Early in the war, a single facility processed all Americans killed in Southeast Asia. When fatalities soared in the spring of ’67, it became apparent that the status could no longer be quo. Cramped and located in a congested part of the base, the Tan Son Nhut mortuary was inefficient, inadequate, and a hazard to health.
As a result, a second mortuary was opened at the Da Nang Air Base. Beginning in June 1967, remains recovered in the I Corps tactical zone went to Da Nang.
But the Tet offensive shot numbers into the biosphere. In February 1968, the two mortuaries processed roughly three thousand sets of remains, a total greater than for any comparable period to that point.
The upshot was the construction of a modern twenty-table facility on a new patch of ground at Tan Son Nhut. The new facility became operational in August 1968.
Spider Lowery’s Huey crashed at Long Binh in January of that year, shortly after Tet and eight months before the revamped Tan Son Nhut mortuary came online.

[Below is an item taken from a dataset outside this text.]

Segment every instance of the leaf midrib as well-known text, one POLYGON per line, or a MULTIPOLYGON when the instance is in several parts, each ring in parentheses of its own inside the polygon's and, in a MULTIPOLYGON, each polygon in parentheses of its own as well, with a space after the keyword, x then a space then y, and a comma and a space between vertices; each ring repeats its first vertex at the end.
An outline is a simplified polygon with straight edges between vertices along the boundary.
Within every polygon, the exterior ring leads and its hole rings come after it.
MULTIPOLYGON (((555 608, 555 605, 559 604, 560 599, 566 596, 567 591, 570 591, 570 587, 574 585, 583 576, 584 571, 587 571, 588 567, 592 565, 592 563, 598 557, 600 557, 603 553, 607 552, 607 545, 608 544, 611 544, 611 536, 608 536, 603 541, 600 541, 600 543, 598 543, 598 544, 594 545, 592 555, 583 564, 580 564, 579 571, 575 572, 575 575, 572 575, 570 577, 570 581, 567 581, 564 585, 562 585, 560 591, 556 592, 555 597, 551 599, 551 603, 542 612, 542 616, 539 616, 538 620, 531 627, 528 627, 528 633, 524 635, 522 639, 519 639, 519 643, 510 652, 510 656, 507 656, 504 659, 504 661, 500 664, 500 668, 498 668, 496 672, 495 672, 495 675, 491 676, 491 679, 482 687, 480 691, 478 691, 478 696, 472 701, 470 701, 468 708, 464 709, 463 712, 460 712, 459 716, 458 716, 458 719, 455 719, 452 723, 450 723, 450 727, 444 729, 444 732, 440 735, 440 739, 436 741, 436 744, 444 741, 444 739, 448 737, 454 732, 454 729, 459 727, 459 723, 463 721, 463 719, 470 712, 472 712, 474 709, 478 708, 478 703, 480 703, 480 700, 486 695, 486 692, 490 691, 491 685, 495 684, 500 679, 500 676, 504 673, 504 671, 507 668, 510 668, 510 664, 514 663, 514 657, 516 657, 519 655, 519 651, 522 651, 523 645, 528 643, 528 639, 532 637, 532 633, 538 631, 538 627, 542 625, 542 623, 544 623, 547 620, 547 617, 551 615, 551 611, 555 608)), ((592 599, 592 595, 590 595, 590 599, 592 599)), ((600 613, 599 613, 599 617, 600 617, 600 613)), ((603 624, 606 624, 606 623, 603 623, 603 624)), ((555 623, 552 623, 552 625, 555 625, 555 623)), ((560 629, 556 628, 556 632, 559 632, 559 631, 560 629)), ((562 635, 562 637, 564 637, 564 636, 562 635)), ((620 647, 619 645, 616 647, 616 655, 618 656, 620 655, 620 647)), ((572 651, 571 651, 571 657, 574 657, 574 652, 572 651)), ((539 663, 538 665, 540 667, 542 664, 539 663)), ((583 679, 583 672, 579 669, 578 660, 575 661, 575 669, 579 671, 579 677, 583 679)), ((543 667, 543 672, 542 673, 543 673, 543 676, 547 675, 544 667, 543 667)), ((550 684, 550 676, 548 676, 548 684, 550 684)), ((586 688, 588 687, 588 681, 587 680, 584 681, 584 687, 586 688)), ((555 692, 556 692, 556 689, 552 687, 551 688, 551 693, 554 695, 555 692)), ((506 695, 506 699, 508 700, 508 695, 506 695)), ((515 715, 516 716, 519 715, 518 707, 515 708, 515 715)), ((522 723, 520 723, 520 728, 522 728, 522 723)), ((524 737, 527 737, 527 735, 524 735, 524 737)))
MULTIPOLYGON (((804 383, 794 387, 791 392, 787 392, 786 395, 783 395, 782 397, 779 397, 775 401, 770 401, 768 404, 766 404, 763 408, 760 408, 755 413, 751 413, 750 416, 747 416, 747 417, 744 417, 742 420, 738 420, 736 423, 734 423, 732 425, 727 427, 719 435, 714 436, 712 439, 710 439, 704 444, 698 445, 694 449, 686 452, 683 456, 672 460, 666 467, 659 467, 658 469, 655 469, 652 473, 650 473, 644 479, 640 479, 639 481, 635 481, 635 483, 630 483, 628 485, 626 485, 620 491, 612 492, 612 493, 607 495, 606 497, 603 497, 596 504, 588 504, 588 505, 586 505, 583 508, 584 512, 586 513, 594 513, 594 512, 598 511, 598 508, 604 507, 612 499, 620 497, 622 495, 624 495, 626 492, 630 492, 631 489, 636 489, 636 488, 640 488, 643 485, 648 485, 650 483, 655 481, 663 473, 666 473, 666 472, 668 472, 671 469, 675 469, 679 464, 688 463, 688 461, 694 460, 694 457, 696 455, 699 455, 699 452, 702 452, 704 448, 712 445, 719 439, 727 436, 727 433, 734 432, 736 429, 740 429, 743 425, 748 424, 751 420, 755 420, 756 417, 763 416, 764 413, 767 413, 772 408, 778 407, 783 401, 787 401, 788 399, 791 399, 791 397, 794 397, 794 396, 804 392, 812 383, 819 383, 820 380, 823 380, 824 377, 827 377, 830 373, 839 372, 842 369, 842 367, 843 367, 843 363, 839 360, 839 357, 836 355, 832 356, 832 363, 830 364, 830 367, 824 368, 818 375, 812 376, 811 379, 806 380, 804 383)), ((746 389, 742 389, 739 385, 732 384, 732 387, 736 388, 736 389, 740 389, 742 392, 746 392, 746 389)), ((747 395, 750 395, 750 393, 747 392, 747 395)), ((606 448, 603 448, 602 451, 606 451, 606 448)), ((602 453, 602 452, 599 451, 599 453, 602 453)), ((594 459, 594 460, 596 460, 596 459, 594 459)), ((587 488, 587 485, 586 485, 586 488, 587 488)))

In the chaos of war, a mistake had been made.
At a little past one Danny and I took a break. Wanting to accomplish as much as possible that day, we passed up a nice lunch at the Officers Club or the Mamala Bay Golf Course in favor of a quick pizza at the BX. The food hole. There’s a reason for the nickname.
While driving back to the CIL, I called Katy. To describe her as unhappy would be like saying Nixon was a bit bummed by the tapes.
By two fifteen Danny and I were back with 2010-37. For the next two hours we scraped desiccated flesh and fabric from bone, a job I find excruciatingly tedious. And the smell is revolting.
Adipocere is a waxlike substance formed by the hydrolysis of fat during decomposition. I’d about had it when a small chunk of the stuff dropped into the sink from the fragment of upper jaw I was scrubbing. I watched water eddy around it, swirling bits away and down into the drain.